Evidence that a hard market is around the corner, if it’s not already here.
This chart, from a paper (pdf) by Shaun Wang and Jessica Leong, shows p/c insurance written premiums as a percentage of private sector GDP. Wang and Leong call this “total premium share” and use it as a proxy for rate increases, and on a macro level it works pretty well, picking up the hard markets of the mid ’80s and 2001-2002.
Now the Wang/Leong paper is not about rate adequacy. It was written to develop stochastic formulas to describe the underwriting cycle. Those formulas would drive a company’s capital model. But this chart seems to imply that rates fall to a certain floor (around 3.3% of private sector GDP), then rise.
And it shows that as of the end of 2009, rates were at or near bottom. Later in the paper, Wang/Leong model the next few years, forecasting slight rises each year (though the uncertainty bounds made it clear that rates could continue to fall).

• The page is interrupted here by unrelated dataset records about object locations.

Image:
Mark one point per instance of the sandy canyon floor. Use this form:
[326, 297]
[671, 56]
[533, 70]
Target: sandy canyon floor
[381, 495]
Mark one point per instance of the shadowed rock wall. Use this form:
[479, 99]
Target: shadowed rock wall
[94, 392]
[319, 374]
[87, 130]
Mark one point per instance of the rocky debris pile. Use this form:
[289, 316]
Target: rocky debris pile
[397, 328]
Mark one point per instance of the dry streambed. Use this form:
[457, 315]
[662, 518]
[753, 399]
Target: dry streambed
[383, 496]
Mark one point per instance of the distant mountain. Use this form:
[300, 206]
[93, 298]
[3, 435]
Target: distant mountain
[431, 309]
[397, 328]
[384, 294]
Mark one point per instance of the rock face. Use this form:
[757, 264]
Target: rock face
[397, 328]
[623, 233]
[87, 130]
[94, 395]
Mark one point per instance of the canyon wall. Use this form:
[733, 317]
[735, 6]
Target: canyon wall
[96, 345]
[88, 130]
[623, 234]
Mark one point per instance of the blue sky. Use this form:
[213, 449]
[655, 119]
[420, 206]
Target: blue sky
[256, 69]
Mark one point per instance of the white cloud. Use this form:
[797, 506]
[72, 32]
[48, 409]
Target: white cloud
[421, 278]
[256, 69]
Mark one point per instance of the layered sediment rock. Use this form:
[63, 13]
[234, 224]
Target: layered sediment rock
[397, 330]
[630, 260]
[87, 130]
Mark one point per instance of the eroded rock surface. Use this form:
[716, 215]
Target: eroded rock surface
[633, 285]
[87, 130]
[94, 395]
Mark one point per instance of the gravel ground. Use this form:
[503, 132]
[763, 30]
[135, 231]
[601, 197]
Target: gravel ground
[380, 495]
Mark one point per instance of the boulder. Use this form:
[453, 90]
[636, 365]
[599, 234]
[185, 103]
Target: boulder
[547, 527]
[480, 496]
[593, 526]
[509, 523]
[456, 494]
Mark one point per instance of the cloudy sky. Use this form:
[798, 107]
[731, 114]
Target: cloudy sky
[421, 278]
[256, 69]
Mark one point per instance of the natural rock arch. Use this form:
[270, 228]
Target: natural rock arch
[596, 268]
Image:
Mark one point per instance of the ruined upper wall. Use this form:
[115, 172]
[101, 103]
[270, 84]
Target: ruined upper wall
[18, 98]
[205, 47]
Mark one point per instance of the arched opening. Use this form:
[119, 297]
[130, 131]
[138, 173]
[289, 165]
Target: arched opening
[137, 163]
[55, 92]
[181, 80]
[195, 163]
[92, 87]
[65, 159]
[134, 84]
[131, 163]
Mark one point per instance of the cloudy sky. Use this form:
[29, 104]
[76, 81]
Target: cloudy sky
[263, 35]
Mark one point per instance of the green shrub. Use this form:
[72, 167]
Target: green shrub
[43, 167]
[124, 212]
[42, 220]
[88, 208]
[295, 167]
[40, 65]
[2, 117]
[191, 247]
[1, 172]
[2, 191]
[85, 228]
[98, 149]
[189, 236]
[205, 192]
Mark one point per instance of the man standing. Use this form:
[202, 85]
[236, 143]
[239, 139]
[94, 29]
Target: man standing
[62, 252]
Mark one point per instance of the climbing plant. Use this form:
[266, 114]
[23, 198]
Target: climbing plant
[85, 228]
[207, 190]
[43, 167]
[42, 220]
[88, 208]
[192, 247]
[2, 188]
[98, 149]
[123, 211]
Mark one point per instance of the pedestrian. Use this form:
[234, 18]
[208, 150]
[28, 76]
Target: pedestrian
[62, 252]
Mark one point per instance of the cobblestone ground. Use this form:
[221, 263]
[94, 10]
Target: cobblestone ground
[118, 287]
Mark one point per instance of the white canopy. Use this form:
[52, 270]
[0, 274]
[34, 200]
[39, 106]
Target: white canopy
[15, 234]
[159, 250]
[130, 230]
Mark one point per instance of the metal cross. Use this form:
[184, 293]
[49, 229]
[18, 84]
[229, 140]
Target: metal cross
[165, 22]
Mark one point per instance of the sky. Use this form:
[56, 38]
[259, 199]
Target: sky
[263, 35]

Of course, there’s no discussion say why rates would bottom out at that particular point. Thinking about it in stock analyst jargon, it’s a technical indicator – like a head and shoulders or cup and handle pattern.
But in a stable industry like p/c insurance, one could argue that when premium gets that low, companies begin to realize rates are inadequate and begin to adjust accordingly.